TJDFT – Juiz proíbe utilização de animais em vaquejadas no DF sob pena de multa de 50 milhões por infração
O juiz da Vara do Meio Ambiente,
Desenvolvimento Urbano e Fundiário do Distrito Federal proibiu a
utilização de animais em provas de perseguição, laceio ou derrubada em
vaquejadas no Distrito Federal, sob pena de multa no valor de R$ 50
milhões para cada ato de descumprimento da ordem judicial, e sem
prejuízo da responsabilidade criminal pela desobediência e por
maus-tratos aos animais. A sentença de mérito foi proferida na Ação
Civil Pública ajuizada pela Bsb Animal Proteção e Adoção contra o DF e a
empresa Parque de Vaquejada Maria Luiza.
De acordo com o magistrado, a utilização de animais nesse tipo de
evento deve ser limitada à comercialização e à exposição, sempre em
ambiente adequado e com amparo médico-veterinário condizente. Na mesma
decisão, o DF foi condenado na obrigação de não autorizar a realização
das provas elencadas, bem como de fiscalizar o respeito à proibição
imposta pela Justiça.
Ao fundamentar a decisão, o juiz abordou aspectos relevantes sobre a
complexa demanda: a questão dos maus-tratos/crueldade contra animais;
aspectos éticos; a questão cultural/esportiva da prática da Vaquejada; e
os interesses econômicos por trás desses tipos de eventos.

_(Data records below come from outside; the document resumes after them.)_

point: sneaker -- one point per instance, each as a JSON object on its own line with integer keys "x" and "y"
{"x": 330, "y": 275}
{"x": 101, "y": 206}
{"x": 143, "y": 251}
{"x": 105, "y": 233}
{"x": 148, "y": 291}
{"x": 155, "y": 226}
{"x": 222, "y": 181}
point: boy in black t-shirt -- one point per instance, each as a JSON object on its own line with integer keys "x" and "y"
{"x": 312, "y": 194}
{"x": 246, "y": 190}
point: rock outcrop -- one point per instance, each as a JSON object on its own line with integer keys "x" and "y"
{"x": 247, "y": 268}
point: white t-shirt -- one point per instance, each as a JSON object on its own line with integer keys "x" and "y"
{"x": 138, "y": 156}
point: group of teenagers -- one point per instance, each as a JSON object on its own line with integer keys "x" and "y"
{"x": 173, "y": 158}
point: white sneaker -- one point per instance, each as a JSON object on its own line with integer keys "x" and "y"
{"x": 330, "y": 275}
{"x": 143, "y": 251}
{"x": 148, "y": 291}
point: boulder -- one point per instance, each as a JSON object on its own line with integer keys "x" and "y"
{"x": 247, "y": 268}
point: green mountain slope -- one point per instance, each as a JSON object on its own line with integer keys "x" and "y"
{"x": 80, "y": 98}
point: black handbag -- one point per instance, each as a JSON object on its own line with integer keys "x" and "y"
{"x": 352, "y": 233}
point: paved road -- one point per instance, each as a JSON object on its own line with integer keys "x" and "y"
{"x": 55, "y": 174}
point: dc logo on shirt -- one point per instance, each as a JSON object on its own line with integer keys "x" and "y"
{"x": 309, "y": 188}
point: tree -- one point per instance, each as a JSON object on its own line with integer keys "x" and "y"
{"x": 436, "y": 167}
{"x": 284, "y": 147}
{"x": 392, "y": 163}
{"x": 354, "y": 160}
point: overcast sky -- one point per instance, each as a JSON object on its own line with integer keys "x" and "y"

“A discussão travada neste processo pode ser considerada uma das mais
antigas e polêmicas que pontuam o direito ambiental brasileiro, e que
pode ser resumida na seguinte questão: a prática da utilização de
animais na Vaquejada é legítima e compatível com a ordem constitucional
nacional?”, questionou o magistrado ao adentrar no mérito da ação.
Crueldade/Maus-tratos
“Não pode haver dúvidas de que a Constituição proíbe terminantemente a
crueldade contra animais, o que decorre, obviamente, da formalização da
consciência ética atualmente vigente e do consenso sobre o que se pode
entender como uma proteção razoável à fauna. São inúmeras as
manifestações de médicos veterinários, juristas e técnicos no que
concerne aos maus-tratos aos animais em provas de vaquejadas e
similares. Destacamos dois pareceres técnicos reconhecidos publicamente,
com os quais concordamos.‘Os maus tratos que os animais são submetidos
não se restringem aos poucos minutos das provas em que são utilizados,
mas também a todo o período de treinamento a que são submetidos para os
condicionamentos necessários à realização das provas. Para atender
critérios e normas regulamentares, os vaqueiros são obrigados a cumprir a
prova dentro de um curto espaço de tempo, e em espaço físico restrito, o
que demanda repetição intensiva dos procedimentos nos períodos de
treinamento. Portanto, é fundamental que também se avalie e analise o
processo do ponto de vista mental e físico, não apenas na arena, mas
também nas etapas que contemplam o antes e o depois’.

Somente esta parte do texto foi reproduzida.